Vor einer Weile war ich auf Reisen in Australien. Jedes Mal das selbe: aus dem Bus ausgestiegen, zum Hostel, dort eingecheckt und mich erstmal ins Zimmer begeben. Und dann saß ich erstmal da, starrte ins Leere und fragte mich, was ich denn jetzt, genau jetzt tun sollte. Freilich, ich hatte genaue Pläne, was ich über die Tage, die ich an diesem Orte gedachte zu verweilen, alles mindestens tun wollte um am Ende allen von dem tollen Strand mit fast,jawirklichfast-weißem Sand und türkisblauen Wellen, von dem süßen Städtchen mit den unheimlich billigen - dank Asia-Import - Geschäften und den ach so coolen Bars erzählen zu können. Und sich natürlich selbst daran zu freun, wobei hier die Differenz zwischen der eigenen und der geteilten Freude ohnehin ein ganz eigenes Thema ist, das es sich eines Tages lohnen würde, auszuschlachten.

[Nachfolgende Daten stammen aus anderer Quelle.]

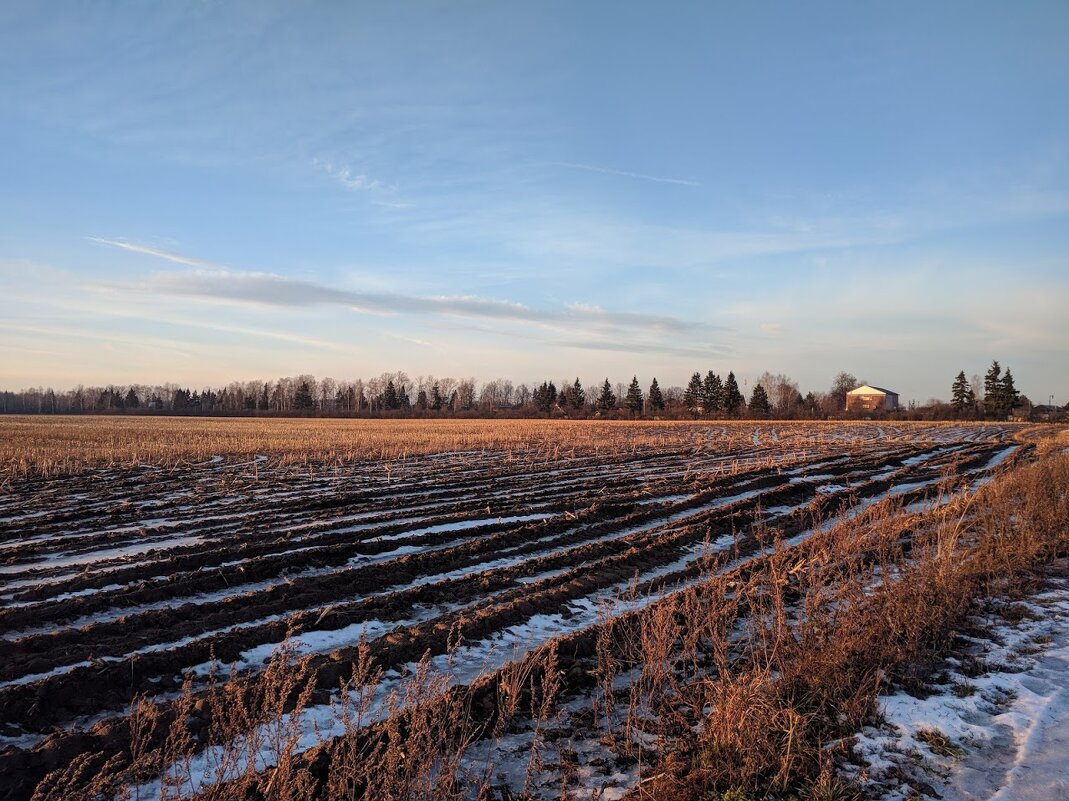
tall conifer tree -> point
(656, 399)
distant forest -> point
(397, 395)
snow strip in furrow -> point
(89, 558)
(462, 666)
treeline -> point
(397, 395)
(998, 401)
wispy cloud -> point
(176, 258)
(626, 173)
(214, 281)
(708, 351)
(347, 178)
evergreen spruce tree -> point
(607, 399)
(578, 397)
(970, 404)
(634, 397)
(992, 391)
(303, 397)
(959, 393)
(390, 396)
(1008, 395)
(733, 401)
(656, 400)
(759, 402)
(692, 396)
(712, 393)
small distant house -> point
(868, 398)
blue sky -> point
(201, 191)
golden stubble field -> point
(36, 445)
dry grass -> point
(48, 446)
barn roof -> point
(869, 389)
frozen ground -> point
(997, 726)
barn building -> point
(868, 398)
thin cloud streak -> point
(626, 173)
(214, 281)
(711, 351)
(144, 249)
(275, 290)
(346, 178)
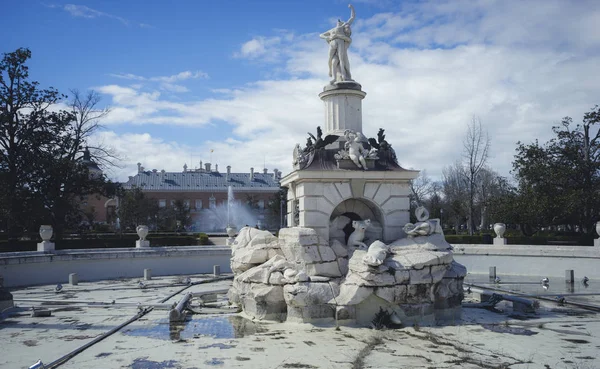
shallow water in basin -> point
(232, 326)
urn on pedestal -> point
(142, 231)
(231, 230)
(499, 228)
(46, 233)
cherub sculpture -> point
(356, 152)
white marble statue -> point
(356, 152)
(339, 40)
(376, 254)
(424, 226)
(356, 237)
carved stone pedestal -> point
(46, 246)
(499, 241)
(343, 107)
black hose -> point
(70, 355)
(67, 357)
(565, 302)
(195, 283)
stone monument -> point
(349, 253)
(46, 245)
(142, 231)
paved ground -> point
(555, 337)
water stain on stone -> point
(144, 363)
(217, 327)
(509, 329)
(68, 308)
(572, 340)
(221, 346)
(214, 362)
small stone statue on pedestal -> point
(142, 231)
(339, 40)
(46, 233)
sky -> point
(237, 82)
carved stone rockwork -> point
(300, 277)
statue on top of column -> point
(339, 40)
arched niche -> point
(340, 221)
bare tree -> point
(87, 121)
(422, 187)
(455, 193)
(476, 146)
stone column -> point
(343, 108)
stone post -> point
(73, 279)
(492, 272)
(6, 299)
(570, 276)
(499, 228)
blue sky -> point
(242, 77)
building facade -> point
(206, 191)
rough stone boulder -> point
(252, 247)
(303, 247)
(411, 277)
(301, 278)
(310, 301)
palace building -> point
(205, 191)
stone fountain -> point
(349, 253)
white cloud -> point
(166, 83)
(426, 71)
(83, 11)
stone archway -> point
(340, 221)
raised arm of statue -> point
(349, 22)
(325, 35)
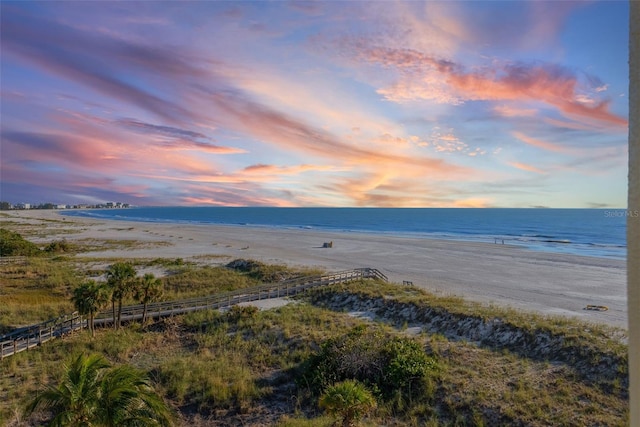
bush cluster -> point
(396, 369)
(260, 271)
(13, 244)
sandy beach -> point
(554, 284)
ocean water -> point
(587, 232)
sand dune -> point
(500, 274)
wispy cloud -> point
(526, 167)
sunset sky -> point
(376, 103)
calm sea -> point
(589, 232)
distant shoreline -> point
(584, 232)
(553, 284)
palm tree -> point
(75, 400)
(350, 399)
(88, 298)
(128, 399)
(93, 394)
(148, 289)
(120, 278)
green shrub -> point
(59, 246)
(395, 368)
(13, 244)
(266, 273)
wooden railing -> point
(31, 336)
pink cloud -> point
(541, 144)
(526, 167)
(423, 76)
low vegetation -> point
(312, 362)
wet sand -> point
(547, 283)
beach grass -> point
(241, 367)
(209, 362)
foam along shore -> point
(547, 283)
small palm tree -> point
(88, 299)
(349, 399)
(148, 289)
(93, 394)
(75, 400)
(120, 278)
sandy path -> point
(488, 273)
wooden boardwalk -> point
(28, 337)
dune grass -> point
(241, 367)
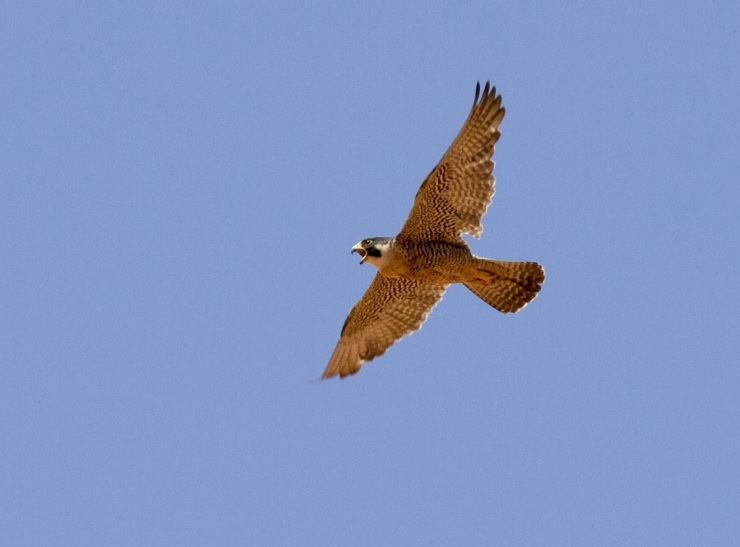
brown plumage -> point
(416, 267)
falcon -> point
(428, 254)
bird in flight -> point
(416, 266)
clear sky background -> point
(179, 190)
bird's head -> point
(373, 250)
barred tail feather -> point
(508, 286)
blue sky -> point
(179, 190)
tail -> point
(507, 286)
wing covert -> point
(455, 195)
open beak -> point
(360, 251)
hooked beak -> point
(360, 251)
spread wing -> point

Jedenfalls war es nie so, dass ich absolut hirn- und planlos dort war. Die Sache war nur: Ich fühlte mich fremd. Ich fühlte mich allein. Ich war müde und ein bisschen traurig und suchte für diese ersten Minuten krampfhaft nach Anhaltspunkten meines bisherigen Lebens (und seien es nur die vorhergehenden Tage).
Und da sah ich sie: Da war diese Japanerin (ich nehme stark an dass sie eine war, zumindest sah sie meines Ermessens so aus und naja die nachfolgende Schilderung bekräftigt die These), sie kam herein, wir teilten uns ein Zimmer (auch noch mit vier anderen, aber dahingehende Schilderungen unterlasse ich nun lieber). Sie blickte ein wenig schüchtern und ängstlich umher und drückte in ihrer Mimik und Gestik exakt das aus, was ich selbst auch empfand: "Huch, wo bin ich hier und huch was mach ich hier so alleine." Kurzes Schweigen. "Und jetzt?"
Doch im Gegensatz zu mir, starrte sie nicht in die Ferne, sobald sie sich erschöpft auf das letzte freie Bett plumpsen ließ. Nein, ein paar Handgriffe und ruckzuck beförderte sie etwas ans Tagelicht, das ihr Augenlicht wieder erstrahlen ließ: Ein niegelnagelneuer papierdünner Laptop. (Ich weiß natürlich nicht ob niegelnagelneu oder nur sehr gut erhalten dank guter Führung)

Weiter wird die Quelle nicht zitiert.